Mike and Colleen Miller, the married couple (he’s the vice president and she’s the program director and president) behind Music Box Supper Club, the new club and restaurant that’s set to open on the West Bank of the Flats in August, just got some good news. The city approved their plans to put a tin awning on the club’s front entrance. That’ll help give off a casual, riverside vibe, which is what they say they’re going for. They intend for the club to be fancy—but not too fancy.
“I think it’s cool because it’s going to be a combination of listening [environments],” Colleen Miller says of the new club one recent afternoon over lunch at Shooters, which sits in the same building as the Music Box. “It’s not overly pristine.” While Cleveland already includes a proliferation of clubs and venues, the duo stands a good chance of finding a niche on the local market and brings years of experience to the table.
Together, they owned a Chicago blues club in the early ’90s after Mike Miller, an advertising executive for many years, had what he calls a “mid-life crisis and quit the day job.” Among their many notable bookings: a then-unknown jam band called Phish played the joint. They also booked acts such as Blues Traveler and the Spin Doctors as those bands were on their way up. After selling the club, Colleen Miller turned her talents to the Chicago Folk and Blues Festival, and Mike Miller went back into marketing. Colleen Miller would eventually land at the Old Town School of Folk Music and then City Winery, two Chicago establishments known for nurturing quality music in the singer-songwriter and jazz/rock/folk realms.
“When I’m in Chicago, I still love going to City Winery more than any other place,” she says. “Our club will be a little bit different, but it’s my inspiration piece, if you were watching the Martha Stewart channel.”
About five years ago, the Millers moved to Cleveland, where Mike Miller grew up (he half-jokingly claims he discovered the Flats in the early 1970s when he and his buddies used to drink at the sailor bars and bragged about how easy it was to be served even if you were underage).

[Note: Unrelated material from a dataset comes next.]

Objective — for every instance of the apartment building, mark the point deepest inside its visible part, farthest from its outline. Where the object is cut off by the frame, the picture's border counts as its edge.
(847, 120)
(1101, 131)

Their neighbor who works for a commercial real estate firm mentioned that Jeff Jacobs, who owns most of the property on the West Bank of the Flats, was looking for a tenant for the space that was occupied by the dance club Coconuts.

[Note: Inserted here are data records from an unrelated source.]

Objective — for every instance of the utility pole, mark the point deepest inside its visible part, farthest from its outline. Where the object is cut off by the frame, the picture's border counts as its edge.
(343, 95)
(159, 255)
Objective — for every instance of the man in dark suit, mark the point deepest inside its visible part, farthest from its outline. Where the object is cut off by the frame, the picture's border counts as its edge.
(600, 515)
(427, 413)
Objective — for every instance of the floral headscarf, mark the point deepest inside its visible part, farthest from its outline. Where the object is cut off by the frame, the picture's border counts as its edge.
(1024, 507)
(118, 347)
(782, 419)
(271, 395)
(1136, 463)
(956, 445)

“We wanted to do something in Cleveland,” Mike Miller says. “Our neighbor said he had a space. We came down and met with a representative of Jacobs’ Nautica Complex management group, and he had done his homework and knew about us and City Winery. He was interested in the concept. They wanted an adult sit-down place. We were driving home on the Shoreway and we thought it was calling our name. Somebody had to do something about the space.” The Millers wrote up a business plan and got some local investors to help them put together the money to renovate the place.
They’ve completely gutted it to install new electrical and plumbing and create a stage on both the first and second floor. "The people who stepped up to help put together the financing are Cleveland boosters who love Cleveland and love music," Mike Miller says. "They are mostly people who run businesses from across the region who love music, food and Cleveland. They wanted to make something happen that is going to make the city proud. I’m proud of the investor group we put together."

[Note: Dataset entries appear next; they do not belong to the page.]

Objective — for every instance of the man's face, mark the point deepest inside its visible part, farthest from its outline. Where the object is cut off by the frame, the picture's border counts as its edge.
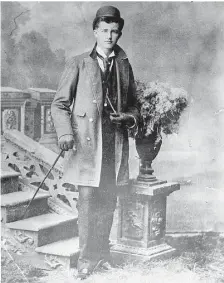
(107, 35)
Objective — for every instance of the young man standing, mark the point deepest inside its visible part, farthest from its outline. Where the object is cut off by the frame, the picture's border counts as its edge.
(92, 110)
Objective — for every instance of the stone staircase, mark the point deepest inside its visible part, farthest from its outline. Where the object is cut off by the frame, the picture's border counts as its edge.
(52, 236)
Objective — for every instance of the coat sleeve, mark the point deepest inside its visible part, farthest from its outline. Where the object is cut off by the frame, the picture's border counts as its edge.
(65, 96)
(132, 103)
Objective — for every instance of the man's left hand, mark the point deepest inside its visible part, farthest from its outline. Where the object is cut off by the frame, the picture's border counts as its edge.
(122, 119)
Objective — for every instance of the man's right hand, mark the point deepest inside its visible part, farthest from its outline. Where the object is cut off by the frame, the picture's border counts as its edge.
(66, 142)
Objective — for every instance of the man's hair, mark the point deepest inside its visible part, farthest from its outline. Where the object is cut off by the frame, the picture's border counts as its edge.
(108, 20)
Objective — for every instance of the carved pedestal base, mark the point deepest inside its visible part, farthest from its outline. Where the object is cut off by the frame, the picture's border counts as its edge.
(142, 222)
(50, 141)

So far, they’ve announced about 20 shows. The alt-country act honeyhoney (Aug. 15) kicks things off. Other highlights include David Lowery’s alt-rock act Cracker (Aug. 17), Canadian folk icon Bruce Cockburn (Aug. 20), Rock and Roll Hall of Famer Mavis Staples (Aug. 21), Ukrainian folk-punk act DakhaBrakha (Aug. 22) and folk-punk singer Billy Bragg (Sept. 15). A special four-night residency with X — during which the Los Angeles punk band will play its first four albums, one per show —is also slated for Sept. 9 to 12. Justin Currie of the Scottish rock band Del Amitri makes a rare appearance in town on Sept. 16. New Orleans music legend Allen Toussaint will perform with the Preservation Hall Jazz Band (Oct. 14). It’s an impressive lineup for a club with an unproven track record.
“To me, it’s about the total experience,” says Miller. “The concerts will go off at 7 or 8. You won’t be waiting around until 11 p.m. like a lot of places are doing. It’s going to be the perfect evening out. You’ll have easy parking, a great meal, great music and you’re home in bed by 11 or 11:30. You’ll see artists who’ll really knock your socks off in a real intimate setting. The artists love it too. They love these rooms that offer more intimate experiences. And we have these magical views. You have good music and a great bottle of wine. People are so busy that they go out and you better experience something memorable. People are going to walk out of the place and go, ‘Wow.’”
Colleen Miller agrees.
“We want to make sure we provide something worth their time and money,” she says. “People are really passionate about live music here.”